Этот кулак Эрстед видел всю дорогу. Едва возникала мысль оставить Торвена на чье-то попечение, избавить от тряски и мучений, дать отлежаться в тепле – вот он, кулак. Грозит. Следом, мол, поползу, найду, догоню – и спрошу по всей строгости. Слышишь, полковник? Слышу, чего там. Князь, станция – выносите гере Торвена…
Иногда раненого нес Шевалье. И никогда – сам Эрстед. Не давали, оттесняли; запрещали. В Тамбове он узнал: Торвен предупредил князя – ни за что. Полковник уже однажды вынес меня с поля боя. Хватит. Не мальчик, шестой десяток до половины разменял – нечего ему в грузчики рядиться… Узнаю, что таскал меня, убогого, – не прощу.
Ночью сбегу из кибитки.
– Ну вы и царь, пан Торвен, – ответил Волмонтович. – Князей в носильщики определяете? Ладно, мне не в тягость…
Всю дорогу Пин-эр не отходила от раненого. Ехала с ним бок о бок, ухаживала, как могла, шептала что-то – заговоры? молитвы? Когда Торвена одолевал бред – трогала виски, шею, пальцами пробегала по ледяным рукам, как по клавишам фортепиано. Сильные и ласковые, взятые китаянкой аккорды дарили сон.
В Рязани Торвен встал на ноги.
Денег проклятая дорога жрала в три горла. Понимая это, Эрстед еще в Петербурге кинулся по банкам – за наличными. Филиала Ротшильдов он не нашел. В прочих же банках при одном упоминании о Ротшильдах все двери закрывались. Эрстед ничего не понимал, пытался объясниться, настаивал…

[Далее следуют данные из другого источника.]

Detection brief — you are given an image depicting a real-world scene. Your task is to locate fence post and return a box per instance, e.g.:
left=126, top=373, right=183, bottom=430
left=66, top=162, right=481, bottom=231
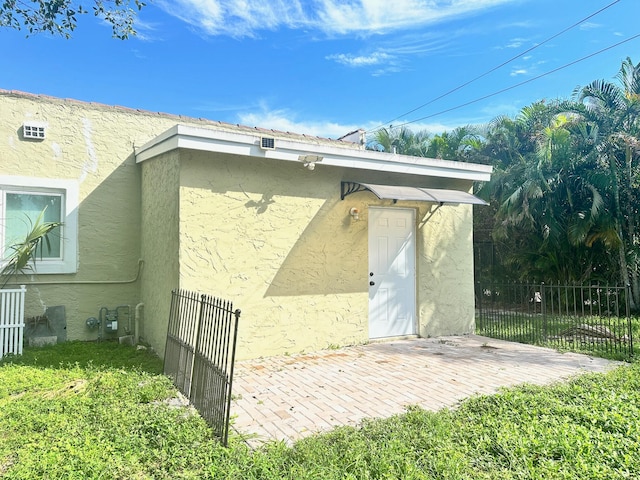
left=222, top=308, right=240, bottom=447
left=540, top=282, right=549, bottom=342
left=0, top=285, right=27, bottom=358
left=624, top=283, right=633, bottom=357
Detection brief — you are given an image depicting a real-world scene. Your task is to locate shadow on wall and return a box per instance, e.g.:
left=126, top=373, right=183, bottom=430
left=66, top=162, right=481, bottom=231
left=265, top=197, right=368, bottom=297
left=417, top=205, right=475, bottom=337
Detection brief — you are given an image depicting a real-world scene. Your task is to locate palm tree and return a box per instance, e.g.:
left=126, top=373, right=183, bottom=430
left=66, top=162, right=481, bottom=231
left=368, top=127, right=431, bottom=157
left=0, top=207, right=62, bottom=287
left=566, top=58, right=640, bottom=306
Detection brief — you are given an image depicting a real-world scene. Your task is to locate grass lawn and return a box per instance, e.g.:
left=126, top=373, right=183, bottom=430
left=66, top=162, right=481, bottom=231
left=0, top=342, right=640, bottom=480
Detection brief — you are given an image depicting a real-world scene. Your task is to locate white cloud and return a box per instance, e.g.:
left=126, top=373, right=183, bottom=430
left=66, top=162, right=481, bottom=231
left=156, top=0, right=514, bottom=37
left=232, top=104, right=468, bottom=139
left=325, top=52, right=394, bottom=67
left=238, top=107, right=366, bottom=138
left=580, top=22, right=601, bottom=30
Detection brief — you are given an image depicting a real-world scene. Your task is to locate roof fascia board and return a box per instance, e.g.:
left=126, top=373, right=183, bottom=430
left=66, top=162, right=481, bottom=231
left=136, top=124, right=492, bottom=181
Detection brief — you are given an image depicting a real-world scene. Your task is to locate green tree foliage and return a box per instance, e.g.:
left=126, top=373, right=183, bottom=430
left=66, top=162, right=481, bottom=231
left=481, top=59, right=640, bottom=306
left=0, top=0, right=145, bottom=39
left=376, top=58, right=640, bottom=300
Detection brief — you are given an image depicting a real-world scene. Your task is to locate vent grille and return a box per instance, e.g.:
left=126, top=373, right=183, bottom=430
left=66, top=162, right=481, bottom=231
left=260, top=137, right=276, bottom=150
left=22, top=122, right=45, bottom=140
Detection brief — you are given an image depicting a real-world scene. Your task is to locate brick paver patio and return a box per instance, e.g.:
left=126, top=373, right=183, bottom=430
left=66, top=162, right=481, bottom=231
left=231, top=335, right=619, bottom=445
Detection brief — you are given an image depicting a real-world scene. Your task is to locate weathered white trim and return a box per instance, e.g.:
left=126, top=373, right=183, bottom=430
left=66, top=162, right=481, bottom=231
left=136, top=124, right=492, bottom=181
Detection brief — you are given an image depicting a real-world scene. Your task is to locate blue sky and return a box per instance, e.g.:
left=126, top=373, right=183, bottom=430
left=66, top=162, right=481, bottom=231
left=0, top=0, right=640, bottom=138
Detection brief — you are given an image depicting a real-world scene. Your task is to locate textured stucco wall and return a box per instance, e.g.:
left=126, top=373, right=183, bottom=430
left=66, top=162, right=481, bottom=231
left=0, top=92, right=480, bottom=358
left=175, top=151, right=473, bottom=358
left=180, top=152, right=368, bottom=358
left=140, top=150, right=180, bottom=355
left=0, top=92, right=182, bottom=340
left=417, top=197, right=475, bottom=337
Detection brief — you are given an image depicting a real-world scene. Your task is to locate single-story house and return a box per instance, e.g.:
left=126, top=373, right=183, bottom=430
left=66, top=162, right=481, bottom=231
left=0, top=90, right=491, bottom=358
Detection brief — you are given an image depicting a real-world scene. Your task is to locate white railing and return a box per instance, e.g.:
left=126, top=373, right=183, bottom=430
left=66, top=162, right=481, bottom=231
left=0, top=285, right=27, bottom=358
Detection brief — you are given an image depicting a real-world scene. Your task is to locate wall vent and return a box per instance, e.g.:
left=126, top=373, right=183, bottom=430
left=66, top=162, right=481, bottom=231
left=260, top=137, right=276, bottom=150
left=22, top=122, right=46, bottom=140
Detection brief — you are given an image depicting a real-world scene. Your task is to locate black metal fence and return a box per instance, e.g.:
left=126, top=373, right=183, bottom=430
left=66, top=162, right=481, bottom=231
left=475, top=282, right=634, bottom=359
left=164, top=290, right=240, bottom=446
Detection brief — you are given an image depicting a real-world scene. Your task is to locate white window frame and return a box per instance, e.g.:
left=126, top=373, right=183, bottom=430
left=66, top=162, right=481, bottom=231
left=0, top=175, right=79, bottom=274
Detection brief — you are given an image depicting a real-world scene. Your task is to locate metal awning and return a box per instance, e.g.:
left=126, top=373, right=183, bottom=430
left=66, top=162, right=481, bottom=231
left=340, top=182, right=489, bottom=205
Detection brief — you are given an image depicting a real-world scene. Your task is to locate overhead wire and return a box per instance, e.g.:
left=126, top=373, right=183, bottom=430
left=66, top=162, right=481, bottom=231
left=393, top=33, right=640, bottom=128
left=367, top=0, right=620, bottom=133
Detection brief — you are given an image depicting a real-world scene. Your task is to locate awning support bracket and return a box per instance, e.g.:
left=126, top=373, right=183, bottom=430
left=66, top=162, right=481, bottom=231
left=340, top=182, right=371, bottom=200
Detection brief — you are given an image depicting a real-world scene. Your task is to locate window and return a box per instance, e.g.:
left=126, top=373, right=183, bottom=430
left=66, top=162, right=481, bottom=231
left=0, top=176, right=78, bottom=273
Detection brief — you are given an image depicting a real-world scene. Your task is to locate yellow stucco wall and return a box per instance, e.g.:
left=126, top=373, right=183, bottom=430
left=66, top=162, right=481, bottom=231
left=0, top=92, right=186, bottom=340
left=180, top=152, right=368, bottom=358
left=140, top=151, right=180, bottom=355
left=417, top=201, right=475, bottom=337
left=172, top=151, right=473, bottom=358
left=0, top=92, right=480, bottom=358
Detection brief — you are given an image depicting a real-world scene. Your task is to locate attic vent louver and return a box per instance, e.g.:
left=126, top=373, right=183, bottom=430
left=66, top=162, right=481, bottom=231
left=22, top=122, right=46, bottom=140
left=260, top=137, right=276, bottom=150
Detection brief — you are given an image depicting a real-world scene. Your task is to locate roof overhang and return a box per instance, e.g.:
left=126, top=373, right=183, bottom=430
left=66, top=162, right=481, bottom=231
left=340, top=182, right=488, bottom=205
left=135, top=124, right=492, bottom=181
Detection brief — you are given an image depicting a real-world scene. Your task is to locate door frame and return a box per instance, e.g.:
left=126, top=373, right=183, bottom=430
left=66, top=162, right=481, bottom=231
left=367, top=206, right=419, bottom=339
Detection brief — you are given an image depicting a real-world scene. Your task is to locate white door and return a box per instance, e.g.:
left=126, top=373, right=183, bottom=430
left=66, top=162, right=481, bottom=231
left=369, top=207, right=416, bottom=338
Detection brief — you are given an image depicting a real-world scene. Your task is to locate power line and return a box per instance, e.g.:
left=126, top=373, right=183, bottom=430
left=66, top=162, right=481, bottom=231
left=367, top=0, right=620, bottom=133
left=394, top=33, right=640, bottom=128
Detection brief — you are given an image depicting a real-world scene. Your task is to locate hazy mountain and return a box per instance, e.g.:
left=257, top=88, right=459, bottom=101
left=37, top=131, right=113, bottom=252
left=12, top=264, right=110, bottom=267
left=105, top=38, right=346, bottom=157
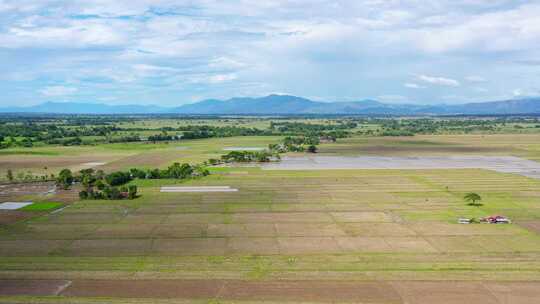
left=0, top=95, right=540, bottom=115
left=171, top=95, right=540, bottom=115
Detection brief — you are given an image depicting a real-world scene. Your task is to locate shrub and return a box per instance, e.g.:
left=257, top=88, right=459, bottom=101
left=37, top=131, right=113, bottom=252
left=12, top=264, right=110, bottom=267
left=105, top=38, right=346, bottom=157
left=128, top=185, right=137, bottom=199
left=105, top=171, right=131, bottom=186
left=79, top=190, right=88, bottom=200
left=56, top=169, right=74, bottom=190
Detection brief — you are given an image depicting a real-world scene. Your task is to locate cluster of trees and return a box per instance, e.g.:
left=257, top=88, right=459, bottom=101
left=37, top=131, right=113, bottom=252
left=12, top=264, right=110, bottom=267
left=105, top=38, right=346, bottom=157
left=216, top=150, right=279, bottom=165
left=270, top=121, right=358, bottom=135
left=125, top=163, right=210, bottom=179
left=79, top=169, right=137, bottom=200
left=268, top=136, right=320, bottom=153
left=56, top=163, right=210, bottom=200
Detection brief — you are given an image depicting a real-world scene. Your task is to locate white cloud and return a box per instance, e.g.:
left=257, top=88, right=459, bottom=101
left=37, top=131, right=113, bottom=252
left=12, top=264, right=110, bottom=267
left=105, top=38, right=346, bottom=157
left=403, top=82, right=426, bottom=89
left=40, top=86, right=78, bottom=96
left=208, top=74, right=237, bottom=83
left=417, top=75, right=461, bottom=87
left=465, top=75, right=487, bottom=82
left=377, top=95, right=408, bottom=103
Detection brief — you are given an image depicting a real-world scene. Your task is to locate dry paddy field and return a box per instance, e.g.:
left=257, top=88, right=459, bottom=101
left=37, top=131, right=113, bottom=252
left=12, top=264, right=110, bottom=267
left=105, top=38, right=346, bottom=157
left=0, top=168, right=540, bottom=303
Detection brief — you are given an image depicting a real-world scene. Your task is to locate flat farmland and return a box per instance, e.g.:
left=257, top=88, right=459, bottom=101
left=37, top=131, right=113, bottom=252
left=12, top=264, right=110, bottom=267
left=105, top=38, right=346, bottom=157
left=0, top=136, right=280, bottom=180
left=0, top=168, right=540, bottom=303
left=319, top=134, right=540, bottom=160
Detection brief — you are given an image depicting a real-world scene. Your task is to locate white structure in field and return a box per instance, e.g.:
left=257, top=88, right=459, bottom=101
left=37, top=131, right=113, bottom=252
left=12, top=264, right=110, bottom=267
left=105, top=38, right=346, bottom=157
left=160, top=186, right=238, bottom=192
left=0, top=202, right=33, bottom=210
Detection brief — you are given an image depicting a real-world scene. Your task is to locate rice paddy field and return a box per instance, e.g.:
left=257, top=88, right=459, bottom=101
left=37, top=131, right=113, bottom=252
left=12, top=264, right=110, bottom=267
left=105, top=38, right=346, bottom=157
left=0, top=129, right=540, bottom=304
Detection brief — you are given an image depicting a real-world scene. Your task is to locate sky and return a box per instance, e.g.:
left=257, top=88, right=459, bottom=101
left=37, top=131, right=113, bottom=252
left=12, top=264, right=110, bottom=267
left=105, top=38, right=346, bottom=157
left=0, top=0, right=540, bottom=107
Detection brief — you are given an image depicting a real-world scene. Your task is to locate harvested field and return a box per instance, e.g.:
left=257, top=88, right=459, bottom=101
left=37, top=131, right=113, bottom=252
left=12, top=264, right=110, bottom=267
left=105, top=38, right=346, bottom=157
left=0, top=202, right=32, bottom=210
left=223, top=147, right=266, bottom=151
left=159, top=186, right=238, bottom=193
left=263, top=156, right=540, bottom=179
left=0, top=164, right=540, bottom=303
left=0, top=182, right=55, bottom=199
left=4, top=279, right=540, bottom=304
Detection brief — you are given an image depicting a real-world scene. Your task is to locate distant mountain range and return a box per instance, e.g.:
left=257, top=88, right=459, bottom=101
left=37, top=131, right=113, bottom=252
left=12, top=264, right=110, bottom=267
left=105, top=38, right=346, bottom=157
left=0, top=95, right=540, bottom=115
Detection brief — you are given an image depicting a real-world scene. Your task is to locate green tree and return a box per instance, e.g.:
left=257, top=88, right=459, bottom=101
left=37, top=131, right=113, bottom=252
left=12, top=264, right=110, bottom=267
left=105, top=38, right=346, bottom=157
left=6, top=169, right=14, bottom=182
left=105, top=171, right=131, bottom=186
left=128, top=185, right=137, bottom=199
left=463, top=192, right=482, bottom=206
left=56, top=169, right=74, bottom=190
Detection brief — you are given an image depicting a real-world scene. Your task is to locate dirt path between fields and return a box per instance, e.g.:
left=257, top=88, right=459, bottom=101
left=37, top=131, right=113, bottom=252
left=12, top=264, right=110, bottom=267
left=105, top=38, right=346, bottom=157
left=0, top=280, right=540, bottom=304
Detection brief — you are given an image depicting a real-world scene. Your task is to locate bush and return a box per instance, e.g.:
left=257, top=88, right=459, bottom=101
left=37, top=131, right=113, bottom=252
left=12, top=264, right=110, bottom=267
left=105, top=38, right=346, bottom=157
left=79, top=190, right=88, bottom=200
left=128, top=185, right=137, bottom=199
left=56, top=169, right=74, bottom=190
left=105, top=171, right=131, bottom=186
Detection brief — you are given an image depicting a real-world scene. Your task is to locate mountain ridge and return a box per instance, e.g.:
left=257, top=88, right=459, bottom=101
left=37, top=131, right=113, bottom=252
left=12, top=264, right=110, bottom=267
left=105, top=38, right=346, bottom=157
left=0, top=94, right=540, bottom=115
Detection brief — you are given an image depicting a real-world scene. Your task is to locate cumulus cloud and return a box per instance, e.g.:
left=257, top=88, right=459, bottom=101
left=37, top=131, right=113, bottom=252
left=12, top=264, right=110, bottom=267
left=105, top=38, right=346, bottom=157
left=417, top=75, right=461, bottom=87
left=40, top=86, right=78, bottom=96
left=465, top=75, right=487, bottom=82
left=403, top=82, right=426, bottom=89
left=0, top=0, right=540, bottom=103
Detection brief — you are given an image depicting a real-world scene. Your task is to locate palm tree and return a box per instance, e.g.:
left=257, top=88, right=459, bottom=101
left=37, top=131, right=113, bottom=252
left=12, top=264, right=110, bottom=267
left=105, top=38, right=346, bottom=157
left=463, top=192, right=482, bottom=206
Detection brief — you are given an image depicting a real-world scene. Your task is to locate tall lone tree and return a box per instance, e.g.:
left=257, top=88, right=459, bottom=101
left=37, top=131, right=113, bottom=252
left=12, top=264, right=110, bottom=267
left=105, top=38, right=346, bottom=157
left=6, top=169, right=14, bottom=182
left=56, top=169, right=74, bottom=190
left=463, top=192, right=482, bottom=206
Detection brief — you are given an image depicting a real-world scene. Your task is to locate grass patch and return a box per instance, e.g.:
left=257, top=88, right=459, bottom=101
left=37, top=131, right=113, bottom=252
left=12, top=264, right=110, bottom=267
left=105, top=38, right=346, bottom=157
left=20, top=202, right=62, bottom=211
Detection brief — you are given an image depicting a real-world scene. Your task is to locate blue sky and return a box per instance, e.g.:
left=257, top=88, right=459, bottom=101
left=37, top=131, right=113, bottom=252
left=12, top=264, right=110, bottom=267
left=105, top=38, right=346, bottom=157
left=0, top=0, right=540, bottom=107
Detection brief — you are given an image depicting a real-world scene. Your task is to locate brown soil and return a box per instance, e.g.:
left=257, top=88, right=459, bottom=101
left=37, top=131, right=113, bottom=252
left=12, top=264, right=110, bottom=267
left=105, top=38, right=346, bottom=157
left=0, top=210, right=32, bottom=225
left=0, top=280, right=540, bottom=304
left=518, top=221, right=540, bottom=233
left=0, top=279, right=70, bottom=296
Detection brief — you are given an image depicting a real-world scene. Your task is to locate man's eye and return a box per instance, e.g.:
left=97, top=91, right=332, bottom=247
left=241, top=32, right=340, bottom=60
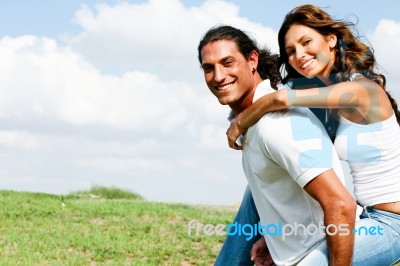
left=203, top=67, right=212, bottom=73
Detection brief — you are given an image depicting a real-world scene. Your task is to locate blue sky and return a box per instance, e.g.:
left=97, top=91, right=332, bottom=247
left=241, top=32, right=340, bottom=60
left=0, top=0, right=400, bottom=204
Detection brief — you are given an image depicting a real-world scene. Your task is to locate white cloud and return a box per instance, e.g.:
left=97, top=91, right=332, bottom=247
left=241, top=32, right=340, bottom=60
left=67, top=0, right=277, bottom=82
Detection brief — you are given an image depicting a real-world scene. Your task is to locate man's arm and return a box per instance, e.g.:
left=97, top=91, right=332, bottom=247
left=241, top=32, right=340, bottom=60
left=304, top=169, right=357, bottom=266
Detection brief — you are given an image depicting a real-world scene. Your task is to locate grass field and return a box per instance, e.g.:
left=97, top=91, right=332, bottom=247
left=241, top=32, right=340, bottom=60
left=0, top=188, right=235, bottom=265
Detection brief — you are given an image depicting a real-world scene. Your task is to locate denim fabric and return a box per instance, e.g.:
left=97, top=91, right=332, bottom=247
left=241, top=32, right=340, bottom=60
left=298, top=207, right=400, bottom=266
left=214, top=186, right=260, bottom=266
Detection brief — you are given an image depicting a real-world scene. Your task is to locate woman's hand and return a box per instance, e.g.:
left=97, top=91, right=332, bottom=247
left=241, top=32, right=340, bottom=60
left=226, top=120, right=245, bottom=150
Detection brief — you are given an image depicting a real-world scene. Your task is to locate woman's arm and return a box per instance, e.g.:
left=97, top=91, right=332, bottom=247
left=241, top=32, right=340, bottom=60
left=226, top=78, right=382, bottom=150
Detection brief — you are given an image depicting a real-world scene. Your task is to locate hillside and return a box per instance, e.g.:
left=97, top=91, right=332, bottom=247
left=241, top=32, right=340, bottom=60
left=0, top=188, right=235, bottom=265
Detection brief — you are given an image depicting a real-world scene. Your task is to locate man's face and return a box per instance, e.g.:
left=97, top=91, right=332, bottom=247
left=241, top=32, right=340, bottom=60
left=201, top=40, right=257, bottom=106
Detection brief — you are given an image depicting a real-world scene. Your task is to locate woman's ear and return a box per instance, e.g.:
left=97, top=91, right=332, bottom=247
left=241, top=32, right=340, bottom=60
left=328, top=34, right=337, bottom=49
left=248, top=50, right=258, bottom=73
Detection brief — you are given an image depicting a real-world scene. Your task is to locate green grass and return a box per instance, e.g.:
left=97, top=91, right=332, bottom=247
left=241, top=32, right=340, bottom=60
left=0, top=188, right=235, bottom=265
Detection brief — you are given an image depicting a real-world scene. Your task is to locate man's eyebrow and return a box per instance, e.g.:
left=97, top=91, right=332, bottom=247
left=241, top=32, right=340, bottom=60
left=201, top=55, right=235, bottom=68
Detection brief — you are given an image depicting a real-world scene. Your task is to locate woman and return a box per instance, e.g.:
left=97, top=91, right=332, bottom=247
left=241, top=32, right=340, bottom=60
left=227, top=5, right=400, bottom=265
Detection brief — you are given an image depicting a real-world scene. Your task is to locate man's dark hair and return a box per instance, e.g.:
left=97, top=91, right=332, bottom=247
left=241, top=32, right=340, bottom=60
left=197, top=25, right=282, bottom=89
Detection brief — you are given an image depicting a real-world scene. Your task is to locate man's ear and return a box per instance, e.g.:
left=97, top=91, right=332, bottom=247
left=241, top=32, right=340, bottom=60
left=248, top=50, right=258, bottom=72
left=327, top=34, right=337, bottom=49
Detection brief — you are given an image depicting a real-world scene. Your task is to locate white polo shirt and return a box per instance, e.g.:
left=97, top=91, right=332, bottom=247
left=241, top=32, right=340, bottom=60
left=243, top=80, right=344, bottom=265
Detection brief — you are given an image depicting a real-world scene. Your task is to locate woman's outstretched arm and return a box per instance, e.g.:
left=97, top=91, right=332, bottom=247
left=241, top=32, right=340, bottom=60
left=226, top=78, right=386, bottom=150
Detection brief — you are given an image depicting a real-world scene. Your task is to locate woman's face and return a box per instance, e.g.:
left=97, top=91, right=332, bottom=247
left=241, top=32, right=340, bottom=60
left=285, top=25, right=337, bottom=83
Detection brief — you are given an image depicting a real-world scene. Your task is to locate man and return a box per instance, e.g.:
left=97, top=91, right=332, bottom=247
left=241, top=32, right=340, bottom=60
left=198, top=26, right=356, bottom=265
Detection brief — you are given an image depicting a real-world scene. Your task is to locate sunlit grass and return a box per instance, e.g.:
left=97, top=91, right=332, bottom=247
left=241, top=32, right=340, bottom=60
left=0, top=188, right=234, bottom=265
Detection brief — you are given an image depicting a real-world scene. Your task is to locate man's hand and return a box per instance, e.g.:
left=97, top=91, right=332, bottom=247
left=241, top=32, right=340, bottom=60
left=250, top=237, right=274, bottom=266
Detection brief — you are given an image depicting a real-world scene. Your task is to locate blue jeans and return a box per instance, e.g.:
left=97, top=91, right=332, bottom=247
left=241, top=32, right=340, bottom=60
left=298, top=207, right=400, bottom=266
left=214, top=186, right=260, bottom=266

– Вы из Пруссии? – по-немецки спросил у него один из посетителей банка «Штиглиц и K°». – В Берлине тоже нет филиала Ротшильдов.
– Знаю, – кивнул Эрстед. – Но в Берлине Ротшильды сотрудничают с банкирским домом Блайхредера. Здесь же…
Посетитель, хорошо одетый молодой человек, рассмеялся:
– А здесь они не сотрудничают ни с кем. Барон Штиглиц категорически против. Лично писал государю, что закроет свою коммерцию, если этим позволят… Вы поняли меня? А что, Ротшильды должны вам денег?
– С кем имею честь? – сухо спросил Эрстед.
Молодой человек приподнял шляпу:
– Евзель Гаврилович Гинцбург, винный откупщик. Купец 1-й гильдии, к вашим услугам. В Петербурге по торговым делам, с разрешения обер-полицмейстера на три недели. Завтра возвращаюсь домой. Тут рядом есть хороший трактир. Не побрезгуйте…
Спустя час Эрстед стал обладателем кругленькой суммы.
– А вдруг я лжец? – спросил он у молодого человека. – Шарлатан? Вы ведь даже не взяли у меня расписки…
– Зачем? – искренне удивился тот. – Вы показали мне письмо Натана Ротшильда. А я, поверьте, разбираюсь и в людях, и в подписях. Да-да, несмотря на возраст. Вы ведь это хотели сказать? Считайте, что я не дал вам в долг, а вложил деньги в будущее предприятие.